Table 4. Example of probabilistic speed profile encoding

The early version of our code computed the index of the profile in a given day from time specified in UNIX timestamp format. The computation of the profile index involved several system function calls (namely localtime) which posed a significant bottleneck in the multithreaded environment on the coprocessor. The next version was based on simple data types and did not use any date-time related functions from the C standard library.

However, profiling in Intel VTuneFootnote 4 suggested that another bottleneck appeared as we used pseudo-random number generation routines (introduced in C++11) available in C++ Standard Library. The slowdown was apparent especially when using large number of threads such as on Xeon Phi accelerator, since the library implementation was mainly sequential and thus unsuitable for usage on the Xeon Phi due to lack of any parallelism and vectorization.

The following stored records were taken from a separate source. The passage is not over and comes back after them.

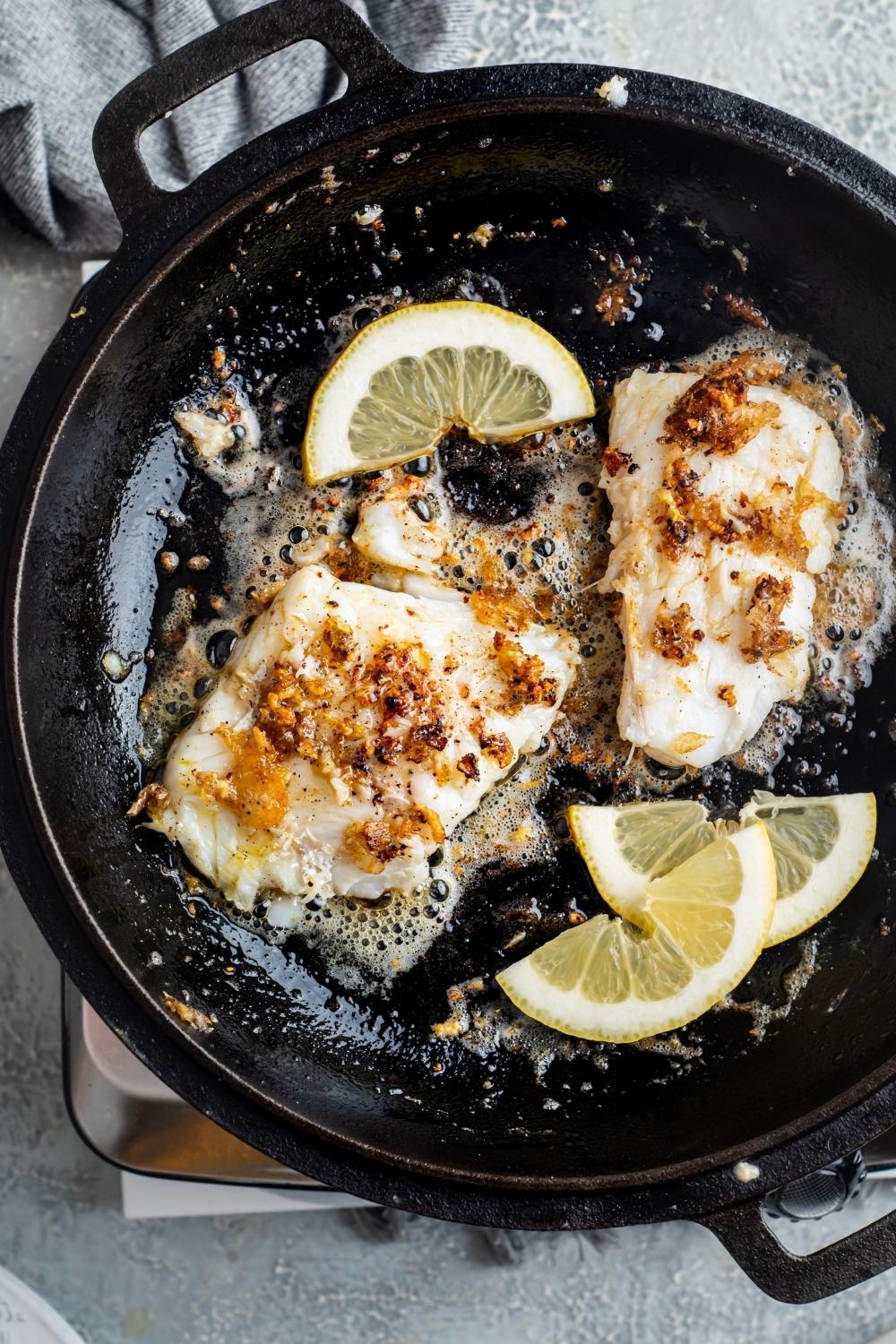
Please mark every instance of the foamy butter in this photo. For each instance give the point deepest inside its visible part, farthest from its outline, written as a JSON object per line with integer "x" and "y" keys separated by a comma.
{"x": 552, "y": 548}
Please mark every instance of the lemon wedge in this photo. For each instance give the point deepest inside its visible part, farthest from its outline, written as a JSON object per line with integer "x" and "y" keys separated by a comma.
{"x": 627, "y": 846}
{"x": 410, "y": 376}
{"x": 821, "y": 849}
{"x": 705, "y": 924}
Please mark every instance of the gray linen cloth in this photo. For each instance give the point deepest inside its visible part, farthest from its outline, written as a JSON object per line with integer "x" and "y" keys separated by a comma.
{"x": 61, "y": 61}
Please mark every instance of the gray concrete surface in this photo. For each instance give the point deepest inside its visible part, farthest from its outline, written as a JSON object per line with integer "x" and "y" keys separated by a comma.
{"x": 308, "y": 1277}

Intel provides optimized version of the math kernel library (MKL)Footnote 5 for the Xeon Phi in its SDKFootnote 6 and we have decided to use their Mersenne-Twister implementation. This implementation uses vector instructions and allows us to generate the random numbers in batches which leads to more efficient use of the coprocessor. In the current version of our code, the random number generation takes only approx. 20 % of the computation time according to the Intel VTune profiler in comparison with 90 % in the previous version of the code.

4 Conclusion

The paper evaluated the computational performance of our algorithm for the computation of probabilistic time-dependent travel time on the Intel Xeon Phi coprocessor and Haswell CPU. Various code optimizations described in Sect. 3.5 have been done with appropriate speed up. We expected good scalability on the Xeon Phi coprocessor due to large parallelization potential of the algorithm even though it was not taking any advantage of the vector processing unit, and seemed generally unsuitable for the coprocessor. However, we have been able to use the VPU by using Intel MKL Vector Statistics Library. Finally, the good scalability was achieved on the coprocessor as well as on the host CPU. Measured execution times and scalability graphs are presented in Sect. 3.3. By performing experiments, we estimated that it is the best to run our code on 122 threads evenly distributed across all 61 cores of the coprocessor.

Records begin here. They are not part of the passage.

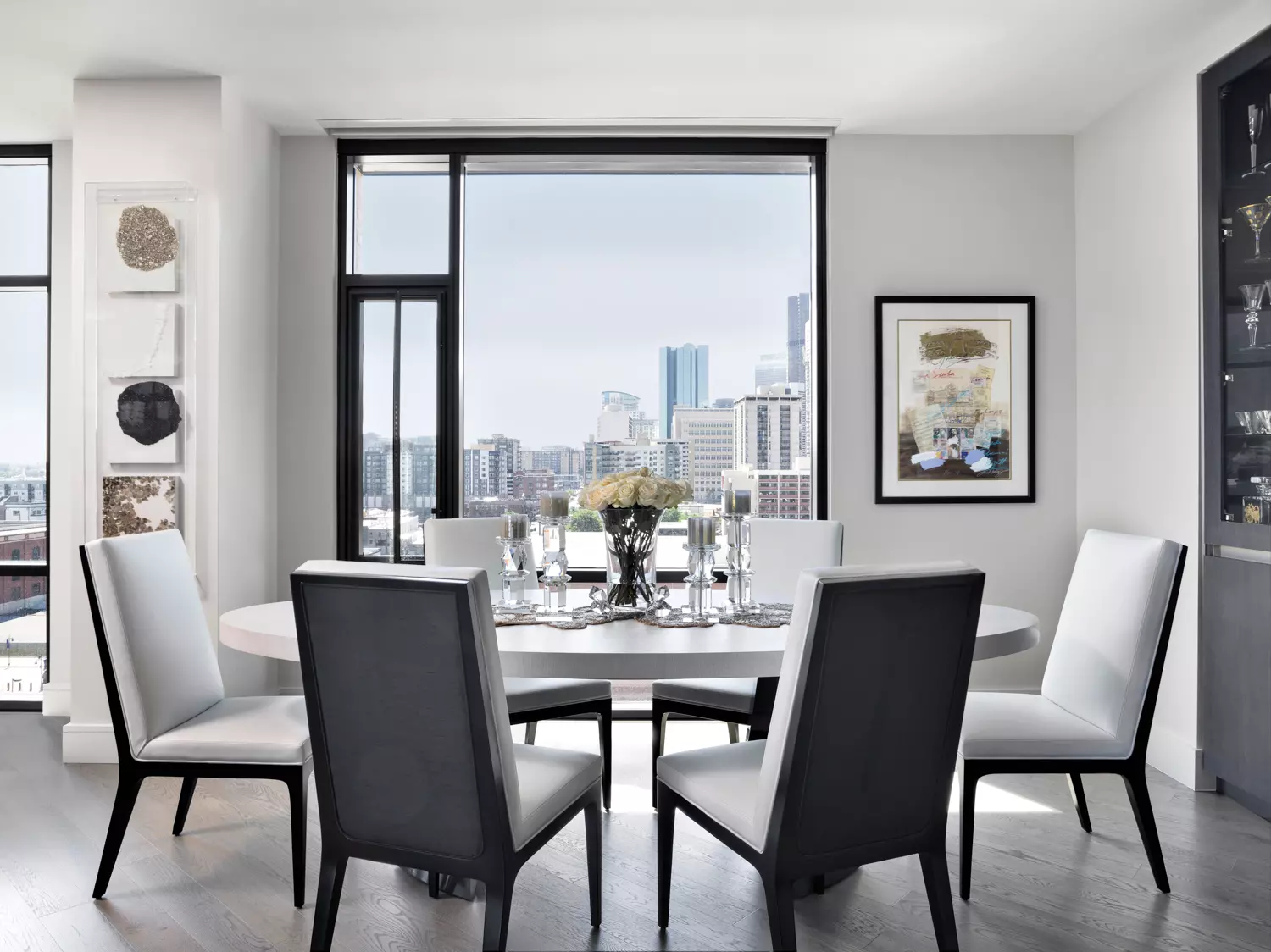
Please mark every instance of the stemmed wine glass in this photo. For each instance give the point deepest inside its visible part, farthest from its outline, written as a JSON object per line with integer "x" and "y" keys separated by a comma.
{"x": 1252, "y": 295}
{"x": 1256, "y": 215}
{"x": 1256, "y": 114}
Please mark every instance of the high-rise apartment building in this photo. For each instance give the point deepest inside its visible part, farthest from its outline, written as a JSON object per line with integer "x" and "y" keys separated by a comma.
{"x": 683, "y": 380}
{"x": 490, "y": 465}
{"x": 798, "y": 313}
{"x": 772, "y": 368}
{"x": 708, "y": 432}
{"x": 666, "y": 457}
{"x": 767, "y": 429}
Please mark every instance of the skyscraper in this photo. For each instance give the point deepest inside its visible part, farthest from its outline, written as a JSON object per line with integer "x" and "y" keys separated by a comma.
{"x": 798, "y": 312}
{"x": 683, "y": 380}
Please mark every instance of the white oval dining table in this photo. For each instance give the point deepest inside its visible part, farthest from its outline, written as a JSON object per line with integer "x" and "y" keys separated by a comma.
{"x": 623, "y": 650}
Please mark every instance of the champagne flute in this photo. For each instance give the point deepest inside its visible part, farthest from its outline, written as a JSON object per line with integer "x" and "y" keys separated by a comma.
{"x": 1256, "y": 116}
{"x": 1252, "y": 295}
{"x": 1256, "y": 215}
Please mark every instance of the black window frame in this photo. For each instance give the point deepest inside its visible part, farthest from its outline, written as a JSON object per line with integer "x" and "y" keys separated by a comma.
{"x": 37, "y": 568}
{"x": 449, "y": 289}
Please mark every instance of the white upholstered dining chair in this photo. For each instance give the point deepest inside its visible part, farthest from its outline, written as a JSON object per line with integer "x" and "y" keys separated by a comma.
{"x": 857, "y": 766}
{"x": 470, "y": 543}
{"x": 780, "y": 550}
{"x": 167, "y": 700}
{"x": 425, "y": 774}
{"x": 1098, "y": 695}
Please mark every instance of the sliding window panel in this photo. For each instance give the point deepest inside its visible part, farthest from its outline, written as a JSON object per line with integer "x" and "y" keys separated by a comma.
{"x": 376, "y": 328}
{"x": 417, "y": 421}
{"x": 23, "y": 504}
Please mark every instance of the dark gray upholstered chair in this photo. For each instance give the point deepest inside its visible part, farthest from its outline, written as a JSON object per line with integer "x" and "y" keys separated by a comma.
{"x": 858, "y": 763}
{"x": 413, "y": 756}
{"x": 459, "y": 543}
{"x": 782, "y": 548}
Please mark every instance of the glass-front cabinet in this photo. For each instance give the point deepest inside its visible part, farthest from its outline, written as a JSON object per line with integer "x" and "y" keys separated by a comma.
{"x": 1235, "y": 147}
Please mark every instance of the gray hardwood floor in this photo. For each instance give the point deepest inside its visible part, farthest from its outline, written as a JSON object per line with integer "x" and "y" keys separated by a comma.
{"x": 1041, "y": 885}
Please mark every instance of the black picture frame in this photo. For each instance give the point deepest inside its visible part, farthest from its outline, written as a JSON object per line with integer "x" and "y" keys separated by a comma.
{"x": 889, "y": 452}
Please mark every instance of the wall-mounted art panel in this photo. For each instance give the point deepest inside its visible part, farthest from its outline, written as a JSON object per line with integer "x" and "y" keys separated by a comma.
{"x": 132, "y": 505}
{"x": 147, "y": 424}
{"x": 139, "y": 246}
{"x": 139, "y": 338}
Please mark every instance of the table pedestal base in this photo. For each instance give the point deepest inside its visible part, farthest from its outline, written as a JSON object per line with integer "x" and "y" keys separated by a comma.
{"x": 450, "y": 885}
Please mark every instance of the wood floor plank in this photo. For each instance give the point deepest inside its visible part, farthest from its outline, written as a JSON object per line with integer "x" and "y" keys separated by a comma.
{"x": 1040, "y": 883}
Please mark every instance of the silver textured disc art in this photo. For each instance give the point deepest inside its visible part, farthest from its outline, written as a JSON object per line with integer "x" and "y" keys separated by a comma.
{"x": 147, "y": 239}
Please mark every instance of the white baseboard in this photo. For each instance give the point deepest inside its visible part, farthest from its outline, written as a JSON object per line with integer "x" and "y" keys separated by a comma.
{"x": 1174, "y": 756}
{"x": 58, "y": 700}
{"x": 88, "y": 744}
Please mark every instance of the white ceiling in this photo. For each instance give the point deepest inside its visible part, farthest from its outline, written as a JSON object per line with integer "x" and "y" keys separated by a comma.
{"x": 876, "y": 65}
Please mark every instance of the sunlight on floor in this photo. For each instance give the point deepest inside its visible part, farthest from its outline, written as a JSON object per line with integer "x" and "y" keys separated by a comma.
{"x": 632, "y": 789}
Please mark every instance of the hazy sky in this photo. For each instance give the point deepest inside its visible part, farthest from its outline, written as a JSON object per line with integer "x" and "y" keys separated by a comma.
{"x": 574, "y": 282}
{"x": 23, "y": 314}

The experiments met our expectations, however a number of specific optimizations had to be applied to obtain these results. Each optimization that led to the improvement for the coprocessor also improved the execution time on the CPU, often significantly. Finally, the execution time was at best 2 times slower on the coprocessor than on the single host CPU. In general, we have been able to lower the overall execution time quite significantly. The early version of the code ran for approx. 5 min on single coprocessor while optimized version of our code runs for approx. 400 ms for the same input data.

It follows that the algorithm can easily handle many simultaneous route requests and the number of requests should be large enough to utilize the full power of the available hardware. Using the current implementation we can offload half of the work to the coprocessor and efficiently utilize the entire power of the HPC infrastructure.

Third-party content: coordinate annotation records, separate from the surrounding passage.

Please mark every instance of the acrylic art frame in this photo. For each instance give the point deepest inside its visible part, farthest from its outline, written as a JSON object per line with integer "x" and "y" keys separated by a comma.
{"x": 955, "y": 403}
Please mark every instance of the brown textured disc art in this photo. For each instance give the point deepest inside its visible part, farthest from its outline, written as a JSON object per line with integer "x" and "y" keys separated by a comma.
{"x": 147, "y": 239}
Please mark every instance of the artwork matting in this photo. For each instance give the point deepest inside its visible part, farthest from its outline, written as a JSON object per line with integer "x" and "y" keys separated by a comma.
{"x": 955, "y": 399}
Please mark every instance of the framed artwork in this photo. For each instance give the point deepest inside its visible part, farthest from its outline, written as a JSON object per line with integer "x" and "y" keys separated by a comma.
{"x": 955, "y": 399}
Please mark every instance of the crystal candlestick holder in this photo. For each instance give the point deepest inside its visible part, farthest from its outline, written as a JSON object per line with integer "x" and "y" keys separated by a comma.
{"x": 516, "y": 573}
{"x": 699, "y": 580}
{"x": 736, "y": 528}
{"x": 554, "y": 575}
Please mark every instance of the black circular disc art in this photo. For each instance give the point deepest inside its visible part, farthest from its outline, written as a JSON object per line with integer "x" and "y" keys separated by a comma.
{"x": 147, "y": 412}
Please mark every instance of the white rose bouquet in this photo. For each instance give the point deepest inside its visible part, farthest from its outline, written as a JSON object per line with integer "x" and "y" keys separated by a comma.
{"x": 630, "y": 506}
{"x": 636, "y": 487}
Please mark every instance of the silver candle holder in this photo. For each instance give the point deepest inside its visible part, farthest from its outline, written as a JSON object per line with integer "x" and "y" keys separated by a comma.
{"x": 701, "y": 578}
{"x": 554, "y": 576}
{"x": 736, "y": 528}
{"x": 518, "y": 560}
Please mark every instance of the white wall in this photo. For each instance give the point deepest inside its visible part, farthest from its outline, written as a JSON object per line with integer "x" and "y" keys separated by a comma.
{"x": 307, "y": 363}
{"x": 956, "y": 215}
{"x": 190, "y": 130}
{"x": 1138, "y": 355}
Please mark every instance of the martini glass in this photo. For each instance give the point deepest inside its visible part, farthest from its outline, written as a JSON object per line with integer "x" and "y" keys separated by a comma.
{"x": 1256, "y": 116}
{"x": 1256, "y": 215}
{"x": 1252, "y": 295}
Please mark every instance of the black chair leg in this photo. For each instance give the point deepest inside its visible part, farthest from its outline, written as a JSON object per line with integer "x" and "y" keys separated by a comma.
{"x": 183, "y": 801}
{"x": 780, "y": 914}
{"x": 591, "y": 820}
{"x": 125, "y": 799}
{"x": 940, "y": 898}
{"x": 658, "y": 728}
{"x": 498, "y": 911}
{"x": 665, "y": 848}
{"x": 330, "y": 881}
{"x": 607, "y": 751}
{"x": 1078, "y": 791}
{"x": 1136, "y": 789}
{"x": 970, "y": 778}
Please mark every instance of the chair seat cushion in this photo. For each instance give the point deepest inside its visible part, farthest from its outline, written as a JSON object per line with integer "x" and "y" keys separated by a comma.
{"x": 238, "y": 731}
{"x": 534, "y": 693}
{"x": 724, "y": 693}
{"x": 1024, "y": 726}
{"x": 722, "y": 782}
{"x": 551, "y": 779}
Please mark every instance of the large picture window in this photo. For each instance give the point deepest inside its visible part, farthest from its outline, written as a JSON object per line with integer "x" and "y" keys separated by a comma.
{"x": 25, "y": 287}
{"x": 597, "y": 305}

In the future work, we would like to focus on further optimizations related to the cache memory subsystem of the coprocessor and to finding a vectorizable version of the algorithm. Another possible area of the research emerged during the optimization process. Some of the optimization techniques can be generalized for this type of Monte Carlo based algorithms by using some type of domain specific language, for example DSL and autotuning techniques being developed within the ANTAREXFootnote 7 project [7]. This way, the specific optimizations can be applied by users without the need to perform such extensive studying of the target hardware microarchitecture.